La lettura degli ultimi eventi come un tentativo di intrappolare il premier con una azione concentrica da destra e da sinistra è stata data dallo stesso Renzi che così ha interpretato gli eventi di Bologna, con il trio Salvini, Berlusconi, Meloni che inneggiava ad un centrodestra al 40%, e quelli relativi alla fondazione a Roma di «Sinistra Italiana», fusione fra i transfughi PD e quel che rimane di SEL.
Naturalmente il segretario premier ha proseguito spiegando che la manovra a tenaglia non lo ha intrappolato, ma che anzi è stata un fallimento. Dalla sua ha l’ennesima notizia favorevole sulla congiuntura economica che giunge da una lettura incrociata di analisi dell’OCSE e di dati dell’INPS sui progressi delle assunzioni. Ancor più può contare che i vari annunci di sfracelli per adesso non hanno funzionato. Tipico il caso di quelli sulla resistenza totale e diffusa che si doveva avere in autunno contro la riforma della scuola: per adesso l’anno scolastico procede come il solito (il che non vuol dire bene, ma solo che non ci sono novità), le assunzioni si stanno facendo e non ci sono barricate in vista.

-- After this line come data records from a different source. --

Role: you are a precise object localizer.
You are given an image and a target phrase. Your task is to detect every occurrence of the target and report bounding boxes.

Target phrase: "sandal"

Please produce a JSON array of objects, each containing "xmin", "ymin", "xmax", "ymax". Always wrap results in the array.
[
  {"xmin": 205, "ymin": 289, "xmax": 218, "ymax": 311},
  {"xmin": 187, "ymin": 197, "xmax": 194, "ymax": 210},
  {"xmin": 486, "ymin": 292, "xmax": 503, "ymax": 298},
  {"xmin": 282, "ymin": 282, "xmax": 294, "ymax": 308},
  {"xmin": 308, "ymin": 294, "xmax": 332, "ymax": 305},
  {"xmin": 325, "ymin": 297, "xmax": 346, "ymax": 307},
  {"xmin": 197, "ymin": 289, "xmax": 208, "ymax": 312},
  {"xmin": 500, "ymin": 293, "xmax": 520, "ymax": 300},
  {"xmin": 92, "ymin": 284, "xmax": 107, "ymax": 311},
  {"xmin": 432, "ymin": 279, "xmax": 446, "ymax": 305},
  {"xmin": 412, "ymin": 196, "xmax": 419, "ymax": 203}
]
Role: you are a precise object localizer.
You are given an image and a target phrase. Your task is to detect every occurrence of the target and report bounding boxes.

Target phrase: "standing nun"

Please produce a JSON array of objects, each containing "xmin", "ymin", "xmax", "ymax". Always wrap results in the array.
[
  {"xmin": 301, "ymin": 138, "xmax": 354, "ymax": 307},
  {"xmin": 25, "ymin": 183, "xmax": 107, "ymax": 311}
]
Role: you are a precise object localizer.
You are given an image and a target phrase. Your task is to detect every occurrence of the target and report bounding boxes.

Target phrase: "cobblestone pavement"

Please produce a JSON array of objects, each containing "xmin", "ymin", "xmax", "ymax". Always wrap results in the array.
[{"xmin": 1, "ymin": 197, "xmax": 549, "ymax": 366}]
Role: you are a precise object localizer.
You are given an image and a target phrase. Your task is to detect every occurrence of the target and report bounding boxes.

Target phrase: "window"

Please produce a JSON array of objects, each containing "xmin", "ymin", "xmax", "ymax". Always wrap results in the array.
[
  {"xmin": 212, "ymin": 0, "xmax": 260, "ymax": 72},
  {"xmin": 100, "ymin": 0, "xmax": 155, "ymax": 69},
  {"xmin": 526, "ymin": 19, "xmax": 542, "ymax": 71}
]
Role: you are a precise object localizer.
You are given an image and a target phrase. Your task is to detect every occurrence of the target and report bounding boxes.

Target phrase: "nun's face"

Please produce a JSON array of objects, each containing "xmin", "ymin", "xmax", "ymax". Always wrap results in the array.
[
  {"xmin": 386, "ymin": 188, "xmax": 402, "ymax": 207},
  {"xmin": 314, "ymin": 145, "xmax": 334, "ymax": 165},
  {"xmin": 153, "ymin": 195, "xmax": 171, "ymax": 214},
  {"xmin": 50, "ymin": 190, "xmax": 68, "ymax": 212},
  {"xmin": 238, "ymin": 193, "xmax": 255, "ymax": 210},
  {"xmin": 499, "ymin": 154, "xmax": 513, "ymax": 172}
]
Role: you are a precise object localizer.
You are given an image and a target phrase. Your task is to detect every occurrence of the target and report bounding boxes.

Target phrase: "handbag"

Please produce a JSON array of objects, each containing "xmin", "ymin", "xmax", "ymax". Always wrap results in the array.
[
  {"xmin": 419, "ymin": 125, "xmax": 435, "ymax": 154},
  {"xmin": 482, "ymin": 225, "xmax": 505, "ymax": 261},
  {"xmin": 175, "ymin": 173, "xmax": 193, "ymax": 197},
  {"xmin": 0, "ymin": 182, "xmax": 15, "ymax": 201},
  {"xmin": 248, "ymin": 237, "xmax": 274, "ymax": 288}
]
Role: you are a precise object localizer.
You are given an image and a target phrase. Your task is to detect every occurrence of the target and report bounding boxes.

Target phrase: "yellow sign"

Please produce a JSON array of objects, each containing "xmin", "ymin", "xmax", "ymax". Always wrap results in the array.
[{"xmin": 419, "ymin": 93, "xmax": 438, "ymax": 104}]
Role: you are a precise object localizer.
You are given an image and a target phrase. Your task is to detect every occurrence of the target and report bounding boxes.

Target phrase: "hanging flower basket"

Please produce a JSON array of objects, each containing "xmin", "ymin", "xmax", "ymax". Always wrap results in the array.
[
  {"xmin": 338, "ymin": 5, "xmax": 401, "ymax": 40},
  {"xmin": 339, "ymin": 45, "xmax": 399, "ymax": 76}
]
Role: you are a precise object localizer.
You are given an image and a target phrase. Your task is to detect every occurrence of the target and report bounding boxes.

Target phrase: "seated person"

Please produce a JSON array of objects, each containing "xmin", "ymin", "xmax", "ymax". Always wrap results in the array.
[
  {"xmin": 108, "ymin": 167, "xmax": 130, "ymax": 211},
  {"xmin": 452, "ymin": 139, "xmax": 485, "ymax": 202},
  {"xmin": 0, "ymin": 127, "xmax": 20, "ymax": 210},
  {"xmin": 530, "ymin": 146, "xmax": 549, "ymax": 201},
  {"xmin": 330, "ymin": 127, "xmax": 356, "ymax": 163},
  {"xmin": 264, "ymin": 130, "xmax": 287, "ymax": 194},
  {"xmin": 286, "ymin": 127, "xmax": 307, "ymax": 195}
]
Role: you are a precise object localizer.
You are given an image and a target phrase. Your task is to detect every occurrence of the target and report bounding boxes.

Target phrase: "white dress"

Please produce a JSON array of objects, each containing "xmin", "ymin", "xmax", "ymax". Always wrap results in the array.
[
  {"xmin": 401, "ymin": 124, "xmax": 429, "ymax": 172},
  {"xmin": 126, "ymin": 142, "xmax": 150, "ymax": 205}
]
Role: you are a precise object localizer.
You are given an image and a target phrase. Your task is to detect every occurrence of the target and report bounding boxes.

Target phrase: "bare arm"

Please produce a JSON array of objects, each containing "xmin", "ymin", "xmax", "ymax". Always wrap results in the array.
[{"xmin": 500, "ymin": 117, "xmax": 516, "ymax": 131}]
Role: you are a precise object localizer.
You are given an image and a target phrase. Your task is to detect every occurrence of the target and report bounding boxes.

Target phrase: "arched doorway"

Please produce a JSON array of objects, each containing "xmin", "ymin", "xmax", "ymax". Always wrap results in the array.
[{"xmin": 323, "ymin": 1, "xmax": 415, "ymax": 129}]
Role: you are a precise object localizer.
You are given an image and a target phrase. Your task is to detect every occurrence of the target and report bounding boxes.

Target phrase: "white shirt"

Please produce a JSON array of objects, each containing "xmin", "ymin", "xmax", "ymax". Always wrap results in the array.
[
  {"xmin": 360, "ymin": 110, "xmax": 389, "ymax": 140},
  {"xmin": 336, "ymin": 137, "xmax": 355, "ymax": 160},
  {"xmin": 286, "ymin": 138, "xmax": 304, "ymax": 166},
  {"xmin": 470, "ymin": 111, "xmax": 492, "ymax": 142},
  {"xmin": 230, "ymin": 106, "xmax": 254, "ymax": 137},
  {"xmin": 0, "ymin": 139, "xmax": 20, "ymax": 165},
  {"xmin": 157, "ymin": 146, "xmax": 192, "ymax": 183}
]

Arriveranno naturalmente le occupazioni, ma oramai quelle sono routine carnevalesche in cui di sicuro ci si nasconderà dietro i soliti slogan contro le riforme che vendono la scuola all’industria, senza che neppure questo rappresenti una novità.
Ciò non significa però che in assoluto Renzi possa dormire sonni tranquilli. La resa di Berlusconi a Salvini registra una trasformazione nella destra, dove ormai è sparito il «centro». La ragione è molto semplice: l’antico verbo ottimistico berlusconiano, l’invito ad impedire che i «comunisti» rovinino la nostra bella vita senza regole non fa più presa, perché non sono più gli anni delle vacche grasse. Negli anni della crisi economica ciò che fa premio sono la rabbia e la paura e quelle sono cifre che sa giocare bene solo Salvini. Intendiamoci: l’uomo è abile ed ha capito che non bisogna esagerare a sbandierare quei sentimenti, per cui li contorna di appelli ad un po’ di buoni sentimenti per quanto superficiali. Vedi il discorso sugli immigrati: impediamo loro di entrare in casa nostra, ma dobbiamo essere pronti ad andare ad aiutarli a casa loro (come sia possibile è un mistero, ma viene considerato un dettaglio di nessuna importanza).
Pensare che questi messaggi del neoleghismo alla Le Pen non facciano presa è ingenuo. Si può sperare di circoscrivere il perimetro di chi si fa irretire da essi, ma il veleno che mettono in circolo si espanderà e si salderà con quello degli altri avversari di Renzi.
La sfida che si apre a sinistra ha anch’essa i suoi rischi. Adesso la narrativa degli scissionisti è che Renzi ormai ha deciso che il PD non è più «di sinistra», il che viene benevolmente considerato «legittimo», ma allora deve essere possibile e giusto fondare in forma nuova un partito appunto di vera sinistra. Anche questo è un discorso velenoso, perché vorrebbe implicitamente che Renzi accettasse questa divisione di ruoli, autorizzando, se così si può dire, la coesistenza di due tronconi usciti dalla crisi del vecchio mondo del progressismo italiano.
Il fatto è che i transfughi rischiano di trovare in Renzi chi aderisce a quella prospettiva, perché il premier è timoroso di perdere il suo appeal verso i moderati se rivendicasse con giusto orgoglio il fatto che la sua prospettiva può tranquillamente essere considerata di sinistra, visto che nessuno ha ancora fondato il Santo Uffizio dell’ortodossia per quella collocazione.
In fondo la destra vorrebbe esattamente che il premier sotto la pressione dei suoi contestatori di sinistra pronunciasse il suo auto da fé in quella direzione. A questo punto Salvini potrebbe suonare la vecchia tromba che chiama a raccolta tutto il conservatorismo italiano, sia pure sotto i vessilli riverniciati della sua Lega.
Così il problema di Renzi diventa quello di gestire il prossimo passaggio delle amministrative senza sbilanciarsi né in una direzione né nell’altra, per tenere insieme quella vasta alleanza elettorale senza la quale non potrebbe portare avanti la sua politica. Ma farlo con elezioni amministrative che si misurano con contesti diversi, con sensibilità diverse, con candidati-protagonisti diversi da città a città, è un’impresa titanica. Soprattutto se continuerà a credere di poter far tutto da solo, al massimo col suo cerchio magico.
Ormai davvero o Renzi lavora a costruirsi una officina di elaborazione progettuale ricca di persone che producano la stabilizzazione del consenso o rischia di essere costretto ad un risiko politico dagli esiti incerti.